Im Vordergrund, leicht erhöht, ist eine kleine, geflügelte Gestalt abgebildet, wahrscheinlich ein Engel. Seine Position, leicht abgewandt und in Gebetshaltung, unterstreicht die spirituelle Bedeutung der Szene. Die Darstellung des Engels wirkt jedoch skizzenhaft, fast als eine nachträgliche Ergänzung, was auf eine Entwurfsphase der Zeichnung hindeutet.
Die Subtexte der Zeichnung lassen sich in mehreren Ebenen interpretieren. Zunächst wird hier die mütterliche Zuneigung und der Schutz der Madonna betont. Die Umarmung des Kindes und der Blickkontakt zwischen Mutter und Kind vermitteln ein Gefühl der Geborgenheit und des Vertrauens. Gleichzeitig ist die Darstellung von spiritueller Erhabenheit geprägt, insbesondere durch den Heiligenschein und die Anwesenheit des Engels. Der Engel könnte als Vermittler zwischen der irdischen und der göttlichen Welt verstanden werden.

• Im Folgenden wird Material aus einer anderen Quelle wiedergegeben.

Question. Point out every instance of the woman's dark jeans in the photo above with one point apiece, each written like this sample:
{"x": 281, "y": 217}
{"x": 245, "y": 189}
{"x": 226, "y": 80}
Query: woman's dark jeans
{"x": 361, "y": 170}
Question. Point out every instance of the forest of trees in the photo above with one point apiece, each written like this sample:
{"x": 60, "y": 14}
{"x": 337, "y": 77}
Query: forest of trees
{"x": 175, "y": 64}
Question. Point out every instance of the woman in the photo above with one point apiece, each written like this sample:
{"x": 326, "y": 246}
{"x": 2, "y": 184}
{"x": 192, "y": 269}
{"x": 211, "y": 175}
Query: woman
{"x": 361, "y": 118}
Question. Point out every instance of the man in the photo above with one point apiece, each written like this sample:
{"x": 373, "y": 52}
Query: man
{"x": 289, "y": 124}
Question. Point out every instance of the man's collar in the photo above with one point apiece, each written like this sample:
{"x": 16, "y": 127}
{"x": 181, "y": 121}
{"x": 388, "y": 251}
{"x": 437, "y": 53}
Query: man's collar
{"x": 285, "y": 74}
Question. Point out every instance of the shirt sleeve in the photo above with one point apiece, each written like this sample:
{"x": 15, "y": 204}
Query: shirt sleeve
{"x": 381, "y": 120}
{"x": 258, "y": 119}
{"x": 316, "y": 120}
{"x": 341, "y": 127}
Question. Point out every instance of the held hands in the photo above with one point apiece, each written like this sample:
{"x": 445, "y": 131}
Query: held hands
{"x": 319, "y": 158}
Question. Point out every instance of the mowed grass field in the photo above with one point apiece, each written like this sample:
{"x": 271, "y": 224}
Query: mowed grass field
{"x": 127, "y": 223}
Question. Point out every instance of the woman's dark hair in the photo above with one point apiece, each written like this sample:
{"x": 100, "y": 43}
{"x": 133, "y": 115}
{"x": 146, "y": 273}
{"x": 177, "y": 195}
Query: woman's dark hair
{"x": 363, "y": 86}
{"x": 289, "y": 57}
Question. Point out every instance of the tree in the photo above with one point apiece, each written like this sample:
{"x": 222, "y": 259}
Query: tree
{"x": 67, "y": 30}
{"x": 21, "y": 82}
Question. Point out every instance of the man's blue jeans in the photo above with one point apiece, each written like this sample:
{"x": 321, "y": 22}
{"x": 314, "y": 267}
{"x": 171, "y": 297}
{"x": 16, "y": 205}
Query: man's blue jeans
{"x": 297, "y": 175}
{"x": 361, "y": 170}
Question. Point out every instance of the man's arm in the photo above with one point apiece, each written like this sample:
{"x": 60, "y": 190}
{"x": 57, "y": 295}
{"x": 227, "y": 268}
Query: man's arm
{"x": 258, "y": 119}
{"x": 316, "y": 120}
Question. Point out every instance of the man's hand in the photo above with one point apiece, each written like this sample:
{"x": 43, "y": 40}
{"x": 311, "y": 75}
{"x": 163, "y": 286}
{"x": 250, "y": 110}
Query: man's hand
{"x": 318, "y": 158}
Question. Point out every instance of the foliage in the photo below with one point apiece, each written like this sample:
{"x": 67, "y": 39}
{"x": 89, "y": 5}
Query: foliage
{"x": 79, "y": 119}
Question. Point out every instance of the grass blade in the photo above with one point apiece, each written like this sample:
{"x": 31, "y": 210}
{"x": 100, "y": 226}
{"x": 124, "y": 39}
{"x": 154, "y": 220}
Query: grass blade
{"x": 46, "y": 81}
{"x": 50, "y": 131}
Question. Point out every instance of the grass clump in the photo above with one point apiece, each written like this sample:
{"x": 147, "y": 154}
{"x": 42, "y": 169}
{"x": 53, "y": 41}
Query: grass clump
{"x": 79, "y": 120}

Die Zeichnung wirkt wie eine vorbereitende Studie für ein größeres Werk. Die gewisse Unvollständigkeit und die unterschiedliche Detailstufe der einzelnen Figuren deuten darauf hin, dass es sich um eine Phase der Konzeption und der Suche nach der idealen Komposition handelt. Die Zeichnung offenbart somit einen Einblick in den künstlerischen Schaffensprozess und vermittelt ein Gefühl der Authentizität und der Spontaneität. Die leicht grobe Bearbeitung der Zeichnung verstärkt diesen Eindruck zusätzlich.